Tobacco Factory Theatre, until March 19
By Sophia Lomax
If you know what’s good for you, as my mum would say, you’ll be off to see Richard II at the Tobacco Factory theatre before the few remaining tickets get snaffled.
Why? Because this production, from Shakespeare at the Tobacco Factory, is simply mesmeric. You wouldn’t think it possible, judging from the slender plot — the quiet toppling of an autocratic king at the hands of his exiled cousin — but a potent combination of royal vacillations and double-crossing at every turn creates an astonishingly gripping psychological thriller.
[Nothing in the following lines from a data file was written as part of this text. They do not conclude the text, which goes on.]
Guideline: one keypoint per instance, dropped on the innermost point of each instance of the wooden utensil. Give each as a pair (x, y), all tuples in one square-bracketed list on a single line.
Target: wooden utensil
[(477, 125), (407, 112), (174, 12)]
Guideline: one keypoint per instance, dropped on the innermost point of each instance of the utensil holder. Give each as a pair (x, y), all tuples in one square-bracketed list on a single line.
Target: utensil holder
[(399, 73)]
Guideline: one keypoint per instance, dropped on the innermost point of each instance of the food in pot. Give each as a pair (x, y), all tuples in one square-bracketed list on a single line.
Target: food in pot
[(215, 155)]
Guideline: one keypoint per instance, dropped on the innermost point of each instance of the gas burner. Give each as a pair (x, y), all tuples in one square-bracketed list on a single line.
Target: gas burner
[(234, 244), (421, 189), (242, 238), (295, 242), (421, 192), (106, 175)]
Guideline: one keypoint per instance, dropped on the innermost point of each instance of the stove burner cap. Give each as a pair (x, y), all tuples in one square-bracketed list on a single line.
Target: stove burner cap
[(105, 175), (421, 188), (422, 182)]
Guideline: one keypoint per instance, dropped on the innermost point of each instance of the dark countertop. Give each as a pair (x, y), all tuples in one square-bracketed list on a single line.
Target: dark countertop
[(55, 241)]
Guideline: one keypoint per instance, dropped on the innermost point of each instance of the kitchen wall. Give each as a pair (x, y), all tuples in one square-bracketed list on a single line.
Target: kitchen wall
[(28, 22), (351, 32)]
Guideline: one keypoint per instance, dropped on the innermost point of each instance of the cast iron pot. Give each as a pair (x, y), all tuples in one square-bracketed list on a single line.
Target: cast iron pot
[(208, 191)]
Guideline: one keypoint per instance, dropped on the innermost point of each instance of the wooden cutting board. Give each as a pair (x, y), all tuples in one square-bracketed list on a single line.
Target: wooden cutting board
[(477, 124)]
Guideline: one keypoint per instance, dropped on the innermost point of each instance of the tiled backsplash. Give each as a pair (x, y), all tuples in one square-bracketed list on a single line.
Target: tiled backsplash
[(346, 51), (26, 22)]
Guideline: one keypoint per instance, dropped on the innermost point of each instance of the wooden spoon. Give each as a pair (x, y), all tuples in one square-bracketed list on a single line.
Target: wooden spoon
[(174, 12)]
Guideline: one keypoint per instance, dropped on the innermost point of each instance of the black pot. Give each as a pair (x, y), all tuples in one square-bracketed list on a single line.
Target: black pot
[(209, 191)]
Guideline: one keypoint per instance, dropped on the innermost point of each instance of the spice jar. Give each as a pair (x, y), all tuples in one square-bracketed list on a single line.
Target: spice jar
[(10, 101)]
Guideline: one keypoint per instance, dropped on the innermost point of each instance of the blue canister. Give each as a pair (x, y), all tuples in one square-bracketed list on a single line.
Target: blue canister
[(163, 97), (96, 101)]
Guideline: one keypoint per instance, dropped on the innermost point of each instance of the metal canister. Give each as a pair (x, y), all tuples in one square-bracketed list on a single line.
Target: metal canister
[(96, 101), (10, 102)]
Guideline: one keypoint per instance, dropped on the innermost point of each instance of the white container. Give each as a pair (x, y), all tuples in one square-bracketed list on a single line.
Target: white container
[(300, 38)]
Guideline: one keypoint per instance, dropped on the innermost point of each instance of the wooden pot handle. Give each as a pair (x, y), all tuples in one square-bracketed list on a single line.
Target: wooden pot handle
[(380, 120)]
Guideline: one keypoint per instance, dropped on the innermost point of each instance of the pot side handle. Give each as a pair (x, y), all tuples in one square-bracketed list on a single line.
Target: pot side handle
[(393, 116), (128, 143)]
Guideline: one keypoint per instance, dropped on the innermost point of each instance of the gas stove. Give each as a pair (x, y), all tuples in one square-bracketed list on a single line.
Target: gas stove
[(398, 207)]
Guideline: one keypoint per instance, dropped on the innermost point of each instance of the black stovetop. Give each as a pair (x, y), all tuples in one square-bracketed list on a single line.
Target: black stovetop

Shakespeare’s history play has its roots in genuine fact, but hoary classroom history lesson it ain’t: after the king banishes his cousin, Henry Bolinbroke, and seizes his estates, Bolingbroke plots a vengeful return to England. It’s accomplished, off-stage, with ease, as he literally takes the throne from the hands of Richard and is crowned Henry IV, more or less sending Richard to his death by incarcerating him in Pontefract castle.
The stage is stuffed with actors of stature, with even minor parts played with seasoned aplomb. John Heffernan’s Richard II is bewitching: nervy, feline and indisputably royal. And Oliver Millingham, as a young, sweet Aumerle, somehow defies probability to remain a luck-strewn Mummy’s boy in the face of all evidence that he’s perpetually up to no good behind the medieval bike sheds.
Benjamin Whitrow, too, segues so seamlessly into the play’s often-paraphrased ‘This England’ speech, as proud old John of Gaunt, that the words seem just that moment dreamed up by him, and thereafter quoted endlessly by everyone, from prime ministers to schoolchildren living in this ‘sceptered isle’.
What initially seems to be the Emperor’s New Set — just a couple of pieces of moveable furniture and a few pillars — has a spare, lingering beauty matched by some lovely period costume that renders the characters solidly convincing, for which praise must go to designer Harriet de Winton.
Hands up, I did initially – at the play’s opening skirmish between Bolingbroke and Thomas Mowbray, who stands accused by Bolingbroke of treason — mistake the gentle slap-slap of gauntlets thrown down elegantly in challenge for a slow start. How silly, because moments later an avalanche of mind-games pulled a packed audience into the play’s torrent of motives, counter-accusations and treachery, leaving everyone wreathed in admiration for Shakespeare’s intricate psychological dance.